Do you remember what type camera the original slides were taken with? That has a lot to do with it,too.


----------



## SarahZ (Nov 3, 2013)

I love seeing the different clothes, cars, and suitcases. I remember my parents lugging those hard-shell suitcases around on our vacations - no wheels, no long handles - just sheer muscle power.  I think they still have some of them. They use them for storage.


----------



## Blackwolf (Nov 3, 2013)

Unfortunately my time came after Amtrak had abandoned the use of most Heritage cars, though I can say I caught the tail end of the HiLevels in use on regular revenue runs. Amtrak really is a different animal these days, homogenized and without the unknown character each of those hand-me-down cars brought. In many ways this is a good thing, but one still wishes you could ride those first few years of Amtrak still today.

Thanks for sharing!


----------



## caravanman (Nov 3, 2013)

Super report, loved the 70's clothing and styles. Brilliant sharp photos, those outside views looking along the train as it curves are top notch!
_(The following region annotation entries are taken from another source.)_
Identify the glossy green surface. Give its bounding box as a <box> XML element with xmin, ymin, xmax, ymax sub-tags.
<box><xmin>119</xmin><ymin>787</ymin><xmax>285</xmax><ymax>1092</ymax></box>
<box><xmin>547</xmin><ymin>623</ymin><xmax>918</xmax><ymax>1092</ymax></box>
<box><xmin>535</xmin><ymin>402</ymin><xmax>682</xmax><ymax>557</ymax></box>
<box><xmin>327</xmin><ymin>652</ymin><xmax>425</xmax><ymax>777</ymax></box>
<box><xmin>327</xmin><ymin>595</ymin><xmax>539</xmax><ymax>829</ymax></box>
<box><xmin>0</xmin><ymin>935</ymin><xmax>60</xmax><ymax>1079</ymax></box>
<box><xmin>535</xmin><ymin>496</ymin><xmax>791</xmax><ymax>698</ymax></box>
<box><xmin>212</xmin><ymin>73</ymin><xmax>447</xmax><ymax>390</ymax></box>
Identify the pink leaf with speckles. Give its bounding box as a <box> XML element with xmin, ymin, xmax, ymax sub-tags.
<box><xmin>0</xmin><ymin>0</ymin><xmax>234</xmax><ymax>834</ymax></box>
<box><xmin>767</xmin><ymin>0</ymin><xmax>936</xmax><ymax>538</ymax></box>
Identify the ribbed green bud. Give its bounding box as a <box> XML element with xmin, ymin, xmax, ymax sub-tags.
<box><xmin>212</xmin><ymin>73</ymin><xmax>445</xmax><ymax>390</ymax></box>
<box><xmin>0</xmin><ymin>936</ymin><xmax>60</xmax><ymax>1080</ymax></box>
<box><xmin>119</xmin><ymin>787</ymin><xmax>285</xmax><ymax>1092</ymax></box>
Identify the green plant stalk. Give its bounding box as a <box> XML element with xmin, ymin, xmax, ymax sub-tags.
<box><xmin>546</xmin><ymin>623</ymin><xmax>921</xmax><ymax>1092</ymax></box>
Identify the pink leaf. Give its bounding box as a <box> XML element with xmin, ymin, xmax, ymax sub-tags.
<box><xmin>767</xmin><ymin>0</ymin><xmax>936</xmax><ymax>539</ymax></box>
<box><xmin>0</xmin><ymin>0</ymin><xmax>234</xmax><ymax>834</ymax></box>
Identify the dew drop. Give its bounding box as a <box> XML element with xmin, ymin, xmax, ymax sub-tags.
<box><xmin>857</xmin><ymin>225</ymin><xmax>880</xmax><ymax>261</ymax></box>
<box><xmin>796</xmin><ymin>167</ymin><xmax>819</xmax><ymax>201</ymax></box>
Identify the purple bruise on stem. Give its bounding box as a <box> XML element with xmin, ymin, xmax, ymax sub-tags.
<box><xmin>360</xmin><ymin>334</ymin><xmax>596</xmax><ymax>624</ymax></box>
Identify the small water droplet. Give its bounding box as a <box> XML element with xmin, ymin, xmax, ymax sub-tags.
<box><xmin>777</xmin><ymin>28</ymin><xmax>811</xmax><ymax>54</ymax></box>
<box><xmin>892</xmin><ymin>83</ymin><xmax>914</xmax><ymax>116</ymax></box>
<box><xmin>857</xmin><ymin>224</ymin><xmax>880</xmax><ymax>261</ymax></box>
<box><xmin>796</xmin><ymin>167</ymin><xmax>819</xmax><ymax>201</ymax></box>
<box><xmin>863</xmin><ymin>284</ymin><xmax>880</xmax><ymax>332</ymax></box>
I note the steam rising around the locos, I guess this was for heating, we had steam boilers on our diesel electrics to heat the older rolling stock when I worked at British Rail in the 1970's... Once again a reminder of how large a country Amtrak serves: steam heating in Chicago, passengers in light summer outfits in California.

Ed


----------



## trainman74 (Nov 4, 2013)

NS VIA Fan said:


>


I see some evidence here of the degradation of Tampa Union Station -- looks like nothing but weeds in that "TUS" planter. (By 1984, they'd closed the station building entirely and were operating out of an Amshack. But it's much better now.)


----------



## SarahZ (Nov 4, 2013)

I wish they still ran the Floridian, even if it were just 3-4 days per week. That'd be a great route for spring break, honeymoons, and family vacations.


----------



## Shortline (Nov 5, 2013)

Really neat to see the E unit on the 4th picture posted (418). I've been fortunate enough to run a sister unit, ex AMTK 414 a few months ago. Was hoping it was the same one you posted, but I just checked, the one I've run, WSOR 101 was the AMTK 414 I've been told. I'm not much of a railfan, but I really do like the history of the industry, thanks for the pictures! If interested, here is ex AMTK 414, which looked just like the 418 you posted, in it's current life-


----------



## ALC Rail Writer (Nov 11, 2013)

Wow amazing to see how much (and how little) things have changed over the years!


----------